Я немного рассказываю о свадьбе Харрисона. Ему интересно, как мы вписались в тайские обычаи, чтобы почтить семью Сомчая. Вчера утром состоялась прекрасная церемония, с которой началось торжество. Девять монахов из буддийского храма в центре города пришли, чтобы прочесть молитвы и произнести благословения.
— И даже не спрашивай о том, была ли еда вкусной. — говорю я.
Он хмыкает с полным ртом хлебного пудинга. Проглотив, он произносит:
— Полагаю, все было очень вкусно?.
Я ухмыляюсь, продолжая резать свой стейк.

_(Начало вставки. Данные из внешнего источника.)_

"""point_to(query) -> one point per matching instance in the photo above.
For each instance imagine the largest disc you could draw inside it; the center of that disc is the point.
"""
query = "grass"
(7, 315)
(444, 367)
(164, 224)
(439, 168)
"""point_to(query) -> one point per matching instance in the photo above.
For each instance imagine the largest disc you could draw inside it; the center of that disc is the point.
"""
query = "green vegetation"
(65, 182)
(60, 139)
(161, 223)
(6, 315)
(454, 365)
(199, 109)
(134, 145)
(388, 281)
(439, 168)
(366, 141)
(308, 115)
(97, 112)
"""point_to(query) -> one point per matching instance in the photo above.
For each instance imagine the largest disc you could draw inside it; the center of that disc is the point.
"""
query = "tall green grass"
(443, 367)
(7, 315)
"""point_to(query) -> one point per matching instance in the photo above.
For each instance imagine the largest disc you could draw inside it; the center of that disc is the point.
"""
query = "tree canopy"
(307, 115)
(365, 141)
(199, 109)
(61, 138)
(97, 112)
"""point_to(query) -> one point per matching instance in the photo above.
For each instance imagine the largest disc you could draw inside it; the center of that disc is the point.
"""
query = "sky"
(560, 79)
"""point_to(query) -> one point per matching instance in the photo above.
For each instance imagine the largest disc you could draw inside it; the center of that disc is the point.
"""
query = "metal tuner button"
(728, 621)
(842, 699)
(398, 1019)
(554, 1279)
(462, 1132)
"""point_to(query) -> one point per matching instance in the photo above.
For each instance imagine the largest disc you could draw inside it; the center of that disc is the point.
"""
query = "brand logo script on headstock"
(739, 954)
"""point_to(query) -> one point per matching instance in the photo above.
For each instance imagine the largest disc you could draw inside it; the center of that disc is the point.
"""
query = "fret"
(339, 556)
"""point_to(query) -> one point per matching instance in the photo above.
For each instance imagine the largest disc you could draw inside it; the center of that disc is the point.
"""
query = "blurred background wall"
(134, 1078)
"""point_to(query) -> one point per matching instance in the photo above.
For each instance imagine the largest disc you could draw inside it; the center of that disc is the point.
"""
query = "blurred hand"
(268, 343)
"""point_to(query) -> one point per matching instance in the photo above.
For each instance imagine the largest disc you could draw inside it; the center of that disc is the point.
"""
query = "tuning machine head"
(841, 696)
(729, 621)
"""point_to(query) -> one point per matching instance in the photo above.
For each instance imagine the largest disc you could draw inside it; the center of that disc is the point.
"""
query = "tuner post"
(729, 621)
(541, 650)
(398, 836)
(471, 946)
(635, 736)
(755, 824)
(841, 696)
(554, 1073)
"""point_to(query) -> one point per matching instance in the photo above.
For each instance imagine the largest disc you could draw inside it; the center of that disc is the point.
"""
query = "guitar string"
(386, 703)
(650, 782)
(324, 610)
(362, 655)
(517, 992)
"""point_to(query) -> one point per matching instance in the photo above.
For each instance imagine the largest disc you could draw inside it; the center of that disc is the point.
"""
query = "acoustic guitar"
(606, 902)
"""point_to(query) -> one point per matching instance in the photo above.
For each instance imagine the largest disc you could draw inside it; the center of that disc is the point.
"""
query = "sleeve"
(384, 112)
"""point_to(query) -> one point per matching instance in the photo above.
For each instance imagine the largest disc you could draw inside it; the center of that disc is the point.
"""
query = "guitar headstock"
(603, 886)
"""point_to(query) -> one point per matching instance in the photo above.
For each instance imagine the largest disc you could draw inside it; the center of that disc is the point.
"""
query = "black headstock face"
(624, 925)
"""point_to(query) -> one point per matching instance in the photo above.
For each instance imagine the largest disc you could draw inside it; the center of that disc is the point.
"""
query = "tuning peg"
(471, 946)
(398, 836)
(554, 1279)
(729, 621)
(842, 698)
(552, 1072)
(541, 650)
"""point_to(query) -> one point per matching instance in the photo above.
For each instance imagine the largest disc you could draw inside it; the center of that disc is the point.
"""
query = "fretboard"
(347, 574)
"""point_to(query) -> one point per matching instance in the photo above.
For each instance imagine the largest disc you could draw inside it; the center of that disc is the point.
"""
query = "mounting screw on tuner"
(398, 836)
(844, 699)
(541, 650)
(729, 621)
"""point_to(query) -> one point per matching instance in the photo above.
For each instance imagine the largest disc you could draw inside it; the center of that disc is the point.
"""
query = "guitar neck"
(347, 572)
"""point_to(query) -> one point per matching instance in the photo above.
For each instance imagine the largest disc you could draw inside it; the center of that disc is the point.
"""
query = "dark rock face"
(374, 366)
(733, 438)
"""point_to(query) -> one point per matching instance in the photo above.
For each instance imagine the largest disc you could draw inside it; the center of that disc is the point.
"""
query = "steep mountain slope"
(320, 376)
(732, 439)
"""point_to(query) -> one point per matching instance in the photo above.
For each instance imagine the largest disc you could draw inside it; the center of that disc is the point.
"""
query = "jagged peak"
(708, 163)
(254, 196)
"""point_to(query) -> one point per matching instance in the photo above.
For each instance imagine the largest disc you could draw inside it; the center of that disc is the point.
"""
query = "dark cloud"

— Думаю, еда ничем не уступала оргазму, — отвечаю я, подмигивая.
— О, не играй со мной, — стонет он, откладывая вилку. — Если ты собираешься сказать, что вчерашний ужин был лучше, чем три оргазма, подаренные тебе сегодня, то я буду плакать.
Он делает выпад, обхватывая меня рукой и притягивая к себе на колени, а я смеюсь и делаю вид, будто хочу вырваться.
— Ты хочешь этого? — рычит он, его рука ныряет в открытую щель моего халата, чтобы взять мою грудь и пощипать сосок. — Хочешь увидеть, как взрослый мужчина плачет в свой черничный пирог?
Я хихикаю, все еще извиваясь.
— Это хлебный пудинг..
— Мне все равно, как эта вкуснятина называется. Но ты вкуснее, — добавляет он, покусывая мое ухо. Его вторая рука скользит по моему бедру, останавливаясь между ног.